Where does backpropagation start from in a YOLO algorithm?

So, I know that in a YOLO algorithm, the ConvNet first outputs, what are the predicted values of the model. For the sake of clarity, lets say we have an image 608x608x3, and we get the output in the shape 19x19x5x85. In this final output, the model predicts the values of y. This is the first part and complete forward pass through the network.

Now in the YOLO algorithm, the model goes on from here, filtering this output and applying non-max suppression, which gives the final output of YOLO algorithm.

My question here is… does the model stop after the first part, and starts performing backpropagation, updating parameters? Or does the model starts performing backpropagation after going through all the steps of non-max suppression, until the final output of YOLO algorithm?

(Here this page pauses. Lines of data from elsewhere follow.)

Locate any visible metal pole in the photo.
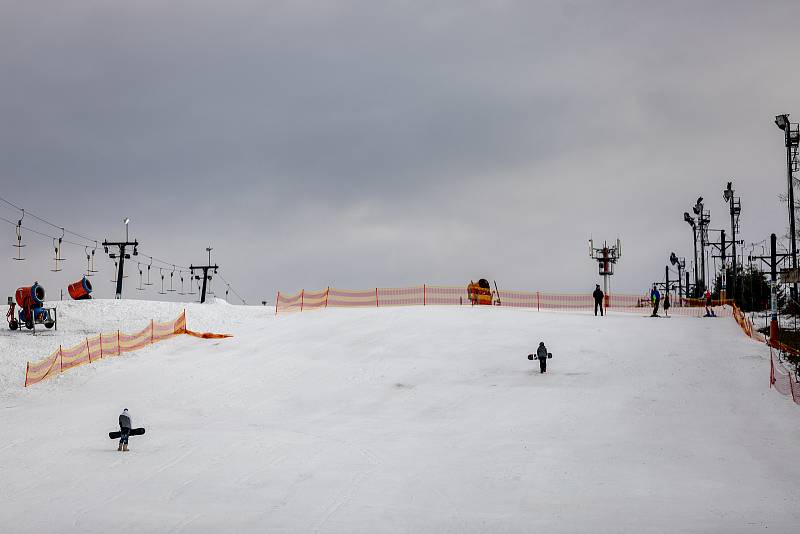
[719,230,728,300]
[683,271,689,306]
[114,246,127,299]
[687,226,698,297]
[769,234,778,343]
[730,193,737,302]
[784,130,797,301]
[700,216,706,291]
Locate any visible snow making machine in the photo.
[467,278,492,306]
[6,282,58,332]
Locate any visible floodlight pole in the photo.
[785,123,797,301]
[189,247,219,304]
[103,241,139,299]
[723,182,742,301]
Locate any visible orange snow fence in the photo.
[733,305,800,410]
[25,311,231,387]
[275,284,732,316]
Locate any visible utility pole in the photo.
[103,217,139,299]
[683,211,699,297]
[775,113,800,302]
[708,230,728,300]
[589,239,622,309]
[747,234,797,344]
[669,252,689,306]
[722,182,742,302]
[189,247,219,304]
[692,197,711,291]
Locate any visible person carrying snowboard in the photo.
[592,284,605,317]
[705,289,717,317]
[533,341,553,373]
[117,408,131,452]
[650,284,661,317]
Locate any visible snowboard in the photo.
[108,428,144,439]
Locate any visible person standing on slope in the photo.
[650,284,661,317]
[534,341,553,373]
[592,284,605,317]
[117,408,131,452]
[705,289,717,317]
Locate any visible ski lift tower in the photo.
[589,239,622,308]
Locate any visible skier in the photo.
[592,284,605,317]
[534,341,553,373]
[650,284,661,317]
[117,408,131,452]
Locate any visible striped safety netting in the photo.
[25,311,231,387]
[275,284,732,316]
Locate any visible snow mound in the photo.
[0,301,800,533]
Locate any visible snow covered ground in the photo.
[0,301,800,533]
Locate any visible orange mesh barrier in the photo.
[275,284,733,317]
[25,311,231,387]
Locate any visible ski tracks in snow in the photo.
[309,435,383,532]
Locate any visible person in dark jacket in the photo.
[534,341,553,373]
[650,284,661,317]
[592,284,605,317]
[117,408,131,452]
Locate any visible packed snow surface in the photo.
[0,300,800,533]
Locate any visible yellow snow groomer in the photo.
[467,278,492,306]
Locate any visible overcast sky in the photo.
[0,0,800,303]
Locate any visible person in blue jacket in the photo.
[650,284,661,317]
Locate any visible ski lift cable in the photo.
[217,273,247,304]
[0,197,188,269]
[0,197,94,245]
[0,213,189,270]
[0,215,88,247]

It has been sometime I have read about YOLO but as far as my understanding goes, the backpropagation happens before non-max suppression, right at the point when you find the initial labels and zones of interest.

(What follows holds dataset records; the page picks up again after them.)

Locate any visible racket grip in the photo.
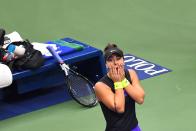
[47,46,64,64]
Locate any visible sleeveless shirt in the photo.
[99,70,138,131]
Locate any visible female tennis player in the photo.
[95,44,145,131]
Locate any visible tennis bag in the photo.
[10,40,45,70]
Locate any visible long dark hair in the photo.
[103,43,118,53]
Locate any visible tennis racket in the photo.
[47,46,98,107]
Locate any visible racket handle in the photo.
[47,46,64,64]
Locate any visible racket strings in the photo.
[69,74,96,105]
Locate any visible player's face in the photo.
[106,54,124,68]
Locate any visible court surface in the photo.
[0,0,196,131]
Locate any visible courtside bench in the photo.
[0,38,106,98]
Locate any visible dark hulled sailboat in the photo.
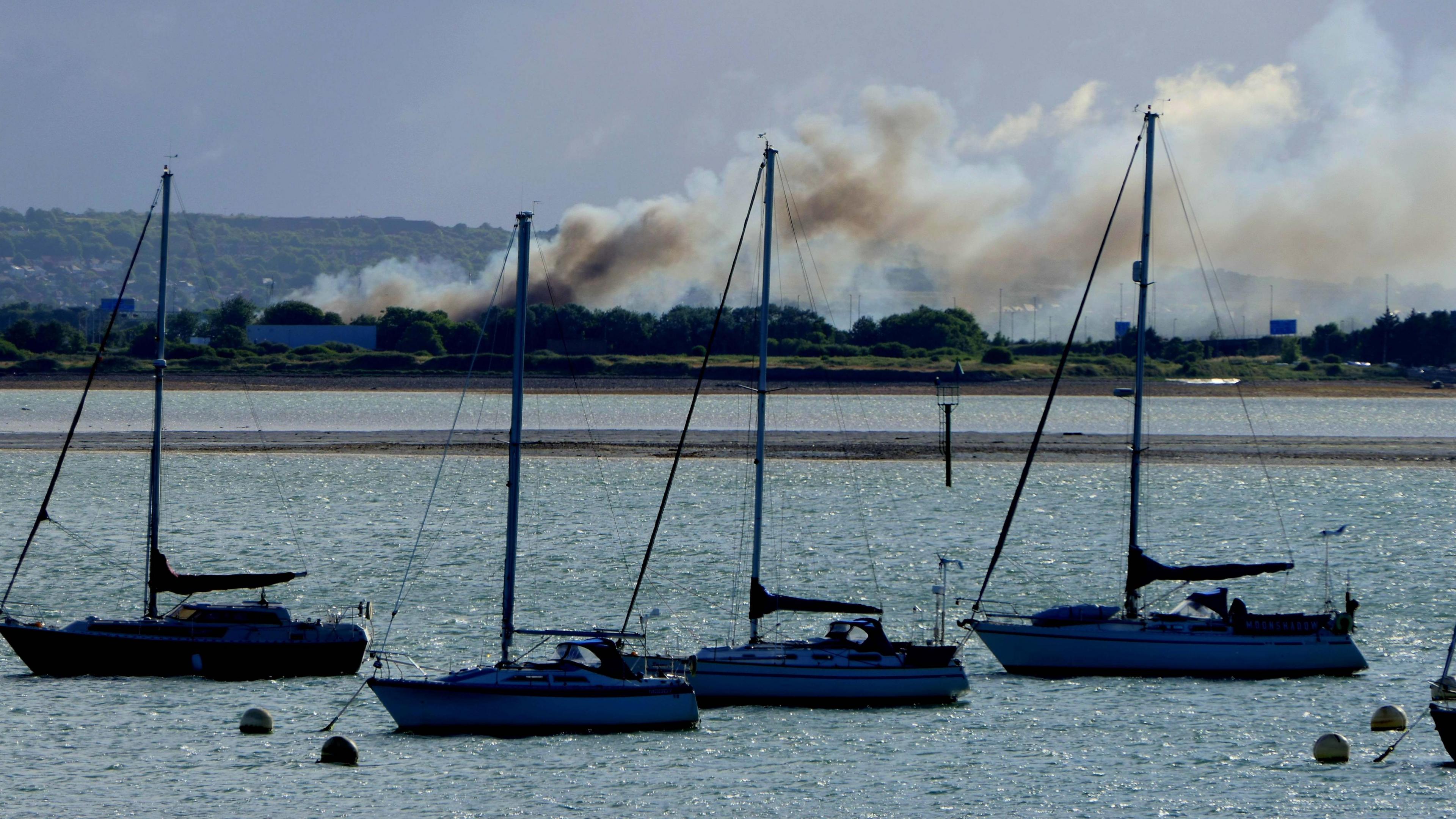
[0,168,369,679]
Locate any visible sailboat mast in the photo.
[143,165,172,616]
[501,210,533,663]
[1124,106,1158,616]
[748,144,779,643]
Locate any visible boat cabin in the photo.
[168,603,293,625]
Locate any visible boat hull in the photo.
[369,678,697,736]
[973,621,1366,679]
[689,649,970,708]
[0,622,369,681]
[1431,703,1456,761]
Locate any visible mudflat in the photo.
[0,430,1456,466]
[0,370,1456,399]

Then after you found then some post processing can be done like non-max suppression.

@gent.spah has it right. Backpropagation is part of training, NMS occurs during operational use. During training, you have access to ground truth for each object and detector. Within the loss function, you iteratively compare ground truth to prediction, compute loss, and use backprop to minimize loss. False positive “Duplicate” predictions are dealt with through this process: penalizing mistakes in favor of correct predictions. NMS is run after a forward propagation only during operational use, when ground truth is not available, as a means of suppressing false positives. HTH

ps: it’s a nuance but important to note that for the implementation of YOLO v2 used in this class, the final layer does not use activation functions in the network forward propagation. Instead, the activation functions are applied separately so that different functions can be applied to the different elements of the predictions. Specifically, the shape predictions apply the exponential function to the predicted value, not the sigmoid.

What @ai_curious says is right, he is the expert of YOLO :grin:. Long time hope you are doing well!